Since his first visit, the lives of the villagers have changed a great deal. Parents say their children have become more outgoing. And the villagers can keep in touch with the outside world via the television.

I admire what Lin has done. But I also wonder how many of these isolated communities are still out there crying out for assistance.

Above all, how many people, especially the children, still have to live with social discrimination associated with such diseases as leprosy and AIDS.

As Lin discovered, the children of the village are all healthy. However, because of the stigma of leprosy, no local or provincial education official had provided education for the children.

Lin's school offers a new start for the children, albeit not a centralized boarding schools, which has been promoted by the Ministry of Education to guarantee children in remote and mountainous areas quality education.

It is pleasing to note the stigma of leprosy today is gradually disappearing. There are fewer cases and people are getting immediate medical treatment. Many of the former leper colonies are now getting smaller, and some have disappeared.

In the village under the care of Lin, a young woman has now moved to another county - the first to leave and join mainstream society.
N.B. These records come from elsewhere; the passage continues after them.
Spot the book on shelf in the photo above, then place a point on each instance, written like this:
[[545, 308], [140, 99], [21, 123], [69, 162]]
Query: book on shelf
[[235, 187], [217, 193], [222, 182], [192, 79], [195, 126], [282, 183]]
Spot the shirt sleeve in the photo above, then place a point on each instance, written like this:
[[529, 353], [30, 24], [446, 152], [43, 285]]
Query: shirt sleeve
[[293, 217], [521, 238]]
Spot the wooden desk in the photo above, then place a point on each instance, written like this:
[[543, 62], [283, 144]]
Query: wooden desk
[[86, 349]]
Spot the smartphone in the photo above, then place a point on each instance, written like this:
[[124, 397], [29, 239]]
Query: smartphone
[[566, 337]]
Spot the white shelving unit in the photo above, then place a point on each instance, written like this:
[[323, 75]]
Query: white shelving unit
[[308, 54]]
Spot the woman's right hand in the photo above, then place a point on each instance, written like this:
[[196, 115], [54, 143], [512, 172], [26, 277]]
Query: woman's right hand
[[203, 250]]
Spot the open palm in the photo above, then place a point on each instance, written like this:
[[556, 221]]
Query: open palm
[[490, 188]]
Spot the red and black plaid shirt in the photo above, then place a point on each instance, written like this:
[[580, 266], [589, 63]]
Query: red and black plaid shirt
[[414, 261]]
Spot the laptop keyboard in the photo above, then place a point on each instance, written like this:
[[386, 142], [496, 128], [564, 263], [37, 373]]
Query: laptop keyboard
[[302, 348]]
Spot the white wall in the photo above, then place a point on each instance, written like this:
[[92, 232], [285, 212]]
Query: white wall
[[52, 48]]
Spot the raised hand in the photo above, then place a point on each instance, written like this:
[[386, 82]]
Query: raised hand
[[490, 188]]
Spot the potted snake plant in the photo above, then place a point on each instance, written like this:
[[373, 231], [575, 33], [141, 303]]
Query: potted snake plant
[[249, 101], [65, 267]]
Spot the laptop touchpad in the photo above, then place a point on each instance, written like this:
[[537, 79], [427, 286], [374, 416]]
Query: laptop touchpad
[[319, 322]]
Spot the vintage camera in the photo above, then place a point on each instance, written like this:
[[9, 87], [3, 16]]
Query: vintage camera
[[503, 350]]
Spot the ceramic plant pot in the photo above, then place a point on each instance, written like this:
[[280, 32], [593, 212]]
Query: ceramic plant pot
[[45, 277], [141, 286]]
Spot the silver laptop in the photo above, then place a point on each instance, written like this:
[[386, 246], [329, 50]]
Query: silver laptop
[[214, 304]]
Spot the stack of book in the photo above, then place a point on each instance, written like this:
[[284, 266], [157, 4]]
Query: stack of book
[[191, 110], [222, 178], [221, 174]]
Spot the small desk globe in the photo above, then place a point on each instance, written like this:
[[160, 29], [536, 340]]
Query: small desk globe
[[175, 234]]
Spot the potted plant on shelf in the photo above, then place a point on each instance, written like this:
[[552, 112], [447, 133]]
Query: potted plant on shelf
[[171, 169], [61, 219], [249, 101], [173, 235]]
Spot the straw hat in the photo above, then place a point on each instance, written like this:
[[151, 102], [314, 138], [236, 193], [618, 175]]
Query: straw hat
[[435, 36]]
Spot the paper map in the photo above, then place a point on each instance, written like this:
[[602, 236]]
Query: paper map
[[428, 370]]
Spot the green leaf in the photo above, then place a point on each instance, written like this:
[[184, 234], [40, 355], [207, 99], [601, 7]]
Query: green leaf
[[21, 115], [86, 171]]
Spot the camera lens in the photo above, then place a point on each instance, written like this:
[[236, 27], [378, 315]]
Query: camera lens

Lin hopes others will follow suit.

Social discrimination, however, I must admit, especially that associated with new diseases, such as AIDS, still exists.
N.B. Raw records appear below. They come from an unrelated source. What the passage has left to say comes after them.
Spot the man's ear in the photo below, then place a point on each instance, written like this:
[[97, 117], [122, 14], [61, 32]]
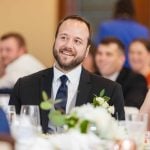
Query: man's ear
[[87, 50]]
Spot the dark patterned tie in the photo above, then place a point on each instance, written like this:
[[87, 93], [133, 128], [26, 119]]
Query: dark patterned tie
[[62, 94]]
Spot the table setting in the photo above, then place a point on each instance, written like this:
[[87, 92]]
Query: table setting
[[87, 127]]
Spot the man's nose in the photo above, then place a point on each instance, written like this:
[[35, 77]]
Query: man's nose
[[69, 43], [3, 53]]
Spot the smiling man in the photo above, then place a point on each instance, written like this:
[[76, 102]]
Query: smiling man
[[67, 79]]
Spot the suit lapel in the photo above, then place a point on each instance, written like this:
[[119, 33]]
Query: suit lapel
[[84, 88], [121, 76], [46, 85]]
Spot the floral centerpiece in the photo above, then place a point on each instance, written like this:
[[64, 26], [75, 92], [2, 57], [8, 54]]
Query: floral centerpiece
[[95, 117]]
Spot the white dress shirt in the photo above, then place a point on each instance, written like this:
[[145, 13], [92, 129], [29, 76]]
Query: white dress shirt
[[72, 83], [112, 77]]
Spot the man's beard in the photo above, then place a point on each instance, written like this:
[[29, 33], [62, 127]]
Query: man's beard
[[67, 66]]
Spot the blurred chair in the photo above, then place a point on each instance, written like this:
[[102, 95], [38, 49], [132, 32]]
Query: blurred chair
[[6, 142]]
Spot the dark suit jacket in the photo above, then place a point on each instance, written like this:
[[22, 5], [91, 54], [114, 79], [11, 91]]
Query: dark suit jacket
[[28, 91], [4, 126], [134, 87]]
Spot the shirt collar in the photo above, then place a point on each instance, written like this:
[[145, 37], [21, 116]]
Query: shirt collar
[[73, 75], [112, 77]]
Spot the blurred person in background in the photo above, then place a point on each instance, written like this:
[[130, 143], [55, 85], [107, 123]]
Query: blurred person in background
[[89, 62], [15, 60], [123, 26], [109, 58], [145, 108], [139, 58], [4, 126]]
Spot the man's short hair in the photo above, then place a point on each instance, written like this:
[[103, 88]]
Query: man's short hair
[[78, 18], [110, 40], [145, 42], [124, 9], [19, 38]]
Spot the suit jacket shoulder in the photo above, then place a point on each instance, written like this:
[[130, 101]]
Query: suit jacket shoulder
[[134, 87]]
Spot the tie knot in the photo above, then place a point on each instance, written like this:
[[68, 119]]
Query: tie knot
[[63, 79]]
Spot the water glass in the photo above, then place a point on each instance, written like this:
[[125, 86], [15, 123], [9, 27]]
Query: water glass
[[31, 111], [10, 113], [136, 125]]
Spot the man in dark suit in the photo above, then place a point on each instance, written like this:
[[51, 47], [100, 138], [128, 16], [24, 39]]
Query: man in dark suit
[[4, 126], [110, 57], [72, 42]]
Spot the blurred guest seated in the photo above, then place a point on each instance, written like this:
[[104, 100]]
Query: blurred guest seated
[[139, 58], [4, 126], [145, 108], [89, 62], [110, 57], [16, 61], [123, 26]]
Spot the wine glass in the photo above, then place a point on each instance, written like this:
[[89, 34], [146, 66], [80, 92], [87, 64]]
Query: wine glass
[[32, 112], [11, 113], [136, 125]]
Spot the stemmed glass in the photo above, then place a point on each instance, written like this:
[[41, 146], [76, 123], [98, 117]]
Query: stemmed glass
[[32, 112], [136, 125], [11, 113]]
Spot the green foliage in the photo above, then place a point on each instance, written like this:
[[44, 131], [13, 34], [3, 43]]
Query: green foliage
[[72, 121], [46, 105], [106, 98], [102, 92], [44, 96], [84, 126], [57, 118]]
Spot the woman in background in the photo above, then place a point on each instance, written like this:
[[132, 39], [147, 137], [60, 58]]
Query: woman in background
[[139, 58], [145, 108]]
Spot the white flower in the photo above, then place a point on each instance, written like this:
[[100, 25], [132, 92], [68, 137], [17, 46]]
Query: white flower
[[107, 127], [105, 105], [100, 100]]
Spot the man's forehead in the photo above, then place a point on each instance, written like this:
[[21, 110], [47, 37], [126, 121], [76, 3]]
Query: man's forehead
[[72, 24]]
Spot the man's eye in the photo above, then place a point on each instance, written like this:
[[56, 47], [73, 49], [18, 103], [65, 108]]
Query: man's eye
[[63, 37], [78, 42]]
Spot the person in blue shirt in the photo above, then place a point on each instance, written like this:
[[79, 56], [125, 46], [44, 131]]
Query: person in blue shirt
[[123, 26], [4, 126]]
China Daily once published a story about a small school attended by just one pupil and a teacher. The boy had the school to himself because he was HIV positive.

While many believed the boy was lucky to have a kind-hearted teacher, it was obvious the boy was being deprived of friendship and other social activities with his peers. How much that deprivation will harm the boy's growth is anybody's guess.

While we praise what Lin has done, we must work harder at making officials as well as the public aware that it is their duty to free people and children from the stigmas of AIDS and leprosy, and enable them to lead healthy and fruitful lives.